More supremely disobedient a-formal destructo rock from the sainted Breakdance The Dawn cabal, this time it's Antipan minus one member, hence the name-change. Here we have Matt Earle (Breakdance/Muura/Craft Bandits/you name it) on guitar, Anthony Guerra (Black Petal et al) on drums and Nick Dan on bass and vocals.
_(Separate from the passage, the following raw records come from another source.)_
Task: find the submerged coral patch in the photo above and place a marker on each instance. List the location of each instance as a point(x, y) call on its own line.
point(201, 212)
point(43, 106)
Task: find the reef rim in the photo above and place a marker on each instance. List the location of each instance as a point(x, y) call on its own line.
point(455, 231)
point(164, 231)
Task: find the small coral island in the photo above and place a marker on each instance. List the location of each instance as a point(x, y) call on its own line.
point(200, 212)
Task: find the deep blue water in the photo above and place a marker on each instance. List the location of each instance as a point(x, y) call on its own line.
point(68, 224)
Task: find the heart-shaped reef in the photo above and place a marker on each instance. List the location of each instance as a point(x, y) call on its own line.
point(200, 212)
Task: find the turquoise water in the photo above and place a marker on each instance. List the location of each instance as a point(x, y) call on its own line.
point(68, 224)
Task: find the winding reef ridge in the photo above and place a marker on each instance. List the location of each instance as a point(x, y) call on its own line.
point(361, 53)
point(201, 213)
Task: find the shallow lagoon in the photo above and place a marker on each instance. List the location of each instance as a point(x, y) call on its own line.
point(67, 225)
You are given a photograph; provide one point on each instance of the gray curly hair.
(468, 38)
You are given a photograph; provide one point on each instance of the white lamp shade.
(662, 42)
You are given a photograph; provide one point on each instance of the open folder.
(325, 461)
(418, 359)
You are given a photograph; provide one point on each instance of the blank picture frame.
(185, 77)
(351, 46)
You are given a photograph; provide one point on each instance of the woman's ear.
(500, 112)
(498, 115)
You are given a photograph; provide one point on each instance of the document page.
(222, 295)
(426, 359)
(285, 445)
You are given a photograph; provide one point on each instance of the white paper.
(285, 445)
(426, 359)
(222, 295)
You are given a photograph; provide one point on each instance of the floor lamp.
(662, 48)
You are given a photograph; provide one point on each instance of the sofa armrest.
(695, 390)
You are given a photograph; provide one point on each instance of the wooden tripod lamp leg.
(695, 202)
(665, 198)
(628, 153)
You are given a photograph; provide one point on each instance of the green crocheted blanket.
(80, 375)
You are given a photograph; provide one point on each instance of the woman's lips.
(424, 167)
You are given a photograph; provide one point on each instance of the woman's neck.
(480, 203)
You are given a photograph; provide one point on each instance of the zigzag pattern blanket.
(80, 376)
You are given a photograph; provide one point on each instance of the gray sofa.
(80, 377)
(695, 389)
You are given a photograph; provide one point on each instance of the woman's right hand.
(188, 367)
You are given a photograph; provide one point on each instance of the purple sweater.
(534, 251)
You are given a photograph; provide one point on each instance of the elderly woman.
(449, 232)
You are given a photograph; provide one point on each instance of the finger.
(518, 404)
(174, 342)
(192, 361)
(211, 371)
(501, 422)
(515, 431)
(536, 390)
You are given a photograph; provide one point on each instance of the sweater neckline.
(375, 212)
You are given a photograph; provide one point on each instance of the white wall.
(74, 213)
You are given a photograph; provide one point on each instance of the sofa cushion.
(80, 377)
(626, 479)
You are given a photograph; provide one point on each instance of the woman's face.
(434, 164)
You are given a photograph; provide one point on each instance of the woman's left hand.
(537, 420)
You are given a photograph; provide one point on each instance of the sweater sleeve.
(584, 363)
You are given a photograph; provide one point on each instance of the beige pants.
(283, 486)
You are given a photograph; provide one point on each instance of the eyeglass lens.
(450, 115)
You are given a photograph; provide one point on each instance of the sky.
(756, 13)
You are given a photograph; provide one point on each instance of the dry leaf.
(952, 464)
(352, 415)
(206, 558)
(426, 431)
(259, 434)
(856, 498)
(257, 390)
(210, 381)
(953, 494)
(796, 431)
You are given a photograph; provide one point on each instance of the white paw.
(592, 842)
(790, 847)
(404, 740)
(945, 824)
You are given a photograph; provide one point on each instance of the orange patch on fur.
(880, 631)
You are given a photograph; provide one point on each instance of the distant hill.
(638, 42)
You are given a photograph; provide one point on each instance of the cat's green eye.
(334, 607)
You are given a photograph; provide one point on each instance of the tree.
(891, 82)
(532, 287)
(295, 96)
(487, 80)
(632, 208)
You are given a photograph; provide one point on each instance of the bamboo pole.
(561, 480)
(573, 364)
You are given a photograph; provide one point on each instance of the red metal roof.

Recorded live at Echo in Shibuya, Tokyo in 2010 by Earle, this may be the wildest side of Antipan music to date with a bass that sounds like a huge electrified rubber band, a guitar that combines crude single-note Blues stomps with cranky Rudolph Grey-isms and drums that mix the detonating style of Rashied Ali with the caveman ugh of yr favourite pluke. Tracks are held together with the flimsiest of refusenik logic, with Guerra keeping it martial even when the strings are expiring in gasps of tortuous feedback. Think early Royal Trux via The Shaggs via Kito Mizukumi Rouber and spin it next to your favourite 'punk' 7 for an eye-opening lesson in total musical freedom. Impossibly great, with the usual beautiful packaging from Black Petal.